John, in the book of Revelation, records a series of visions. “I looked,” he says, “and there was a great multitude that no one could count, from every nation, from all tribes and peoples and languages, standing before the Lamb.” John’s vision of the multitude is not as dramatic as some other images in Revelation. But even this relatively tame scene, recorded in chapter 7, can strike us as fantasy. Most of us never see things like John describes. And, as we say, if I don’t see it, I therefore don’t believe it!
But what if? What if invisible and spiritual things are just as real as what we see and touch? One attribute I appreciate about the photographer, Dewitt Jones, is how he turns conventional wisdom on its head. Instead of limiting belief to what we perceive, he challenges us to believe so that we might see. In his view, perception does not enable belief. Instead, belief enables perception. As a photographer, Dewitt Jones articulates a significant spiritual principle.
We might imagine that, in John’s captivity on the prison island of Patmos, the seer of Revelation had ‘private visions’. Denied the freedom to gather for worship with other believers, God may have given him compensatory visions to sustain him in his solitude. Yet, it seems clear that John was a person of deep faith prior to receiving his visions. And his vision of the multitude should sound familiar to us, especially during Eastertide.
Here are some words many of us pray to our Father in this Easter season: “Fountain of life and source of all goodness, you made all things and fill them with your blessing… Countless throngs of angels stand before you… Joining with them, we sing “Holy, holy, holy…” In this prayer, we are part of the same multitude that John reports having seen in his vision, gathered before the throne of the Lamb. As we join the community he sees, we share their praise and thanksgiving.
Even more to the point, notice what we sing about: “Holy, holy, holy Lord, God of power and might, heaven… and earth… are full of your glory.” I have always loved what those words suggest ~ heaven, and earth, are full of God’s glory!
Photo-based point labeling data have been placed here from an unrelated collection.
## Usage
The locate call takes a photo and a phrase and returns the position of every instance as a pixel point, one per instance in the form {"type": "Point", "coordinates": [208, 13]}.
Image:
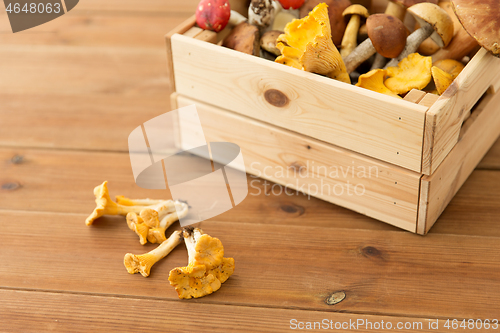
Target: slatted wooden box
{"type": "Point", "coordinates": [408, 158]}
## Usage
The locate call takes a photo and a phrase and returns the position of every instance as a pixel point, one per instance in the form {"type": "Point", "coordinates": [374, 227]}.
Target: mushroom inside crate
{"type": "Point", "coordinates": [274, 32]}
The world is filled with wonder, grace and blessing!
In our Eucharist, we say what we believe. And our believing is then key to our seeing. In the same prayer, we also say, “we acclaim you, holy Lord… Your mighty works reveal your wisdom and love.” In other words, whether we perceive it or not, God’s creative handiwork all around us reveals God’s wisdom and love. Grace inhabits Creation. Because God’s handiwork is revelatory, it’s possible for us to see more than we do now. Not only did the Creator make all things and fill them with divine blessing, God created all things, including us, to rejoice in the splendor of God’s own radiance. When we perceive this blessing within ourselves, in each other, and in all that surrounds us, we then give voice to every creature under heaven, as we offer our gifts of bread and wine.
The image above is James Tissot’s painting, Jesus Walks in the Portico of Solomon. This post is based on my homily for Easter 4, May 12, 2019, which can be accessed by clicking here. Other homilies of mine may be accessed by clicking here. The Revised Common Lectionary, which specifies the readings for Sundays and other Holy Days, can be accessed by clicking here.
I believe it was philosopher Susanne Langer (sp?) who suggested that the very questions we ask about existence arise from a sort of pre-theoretical place or belief.
Yes ~ and her supposition reflects an idealist heritage that we can trace back through Augustine to Plato.
Or to Kant. . . Or to the Christian philosophers like Dooyeweerd and Vollenhoven.
Yes ~ there is a traceable line, I believe, back from Langer through Whitehead to Kant, and the ‘idealist’ tradition preceding them. You mention Dooyeweerd and Vollenhoven ~ which makes me think of the significance of Kuyper in this part of the world, where I live.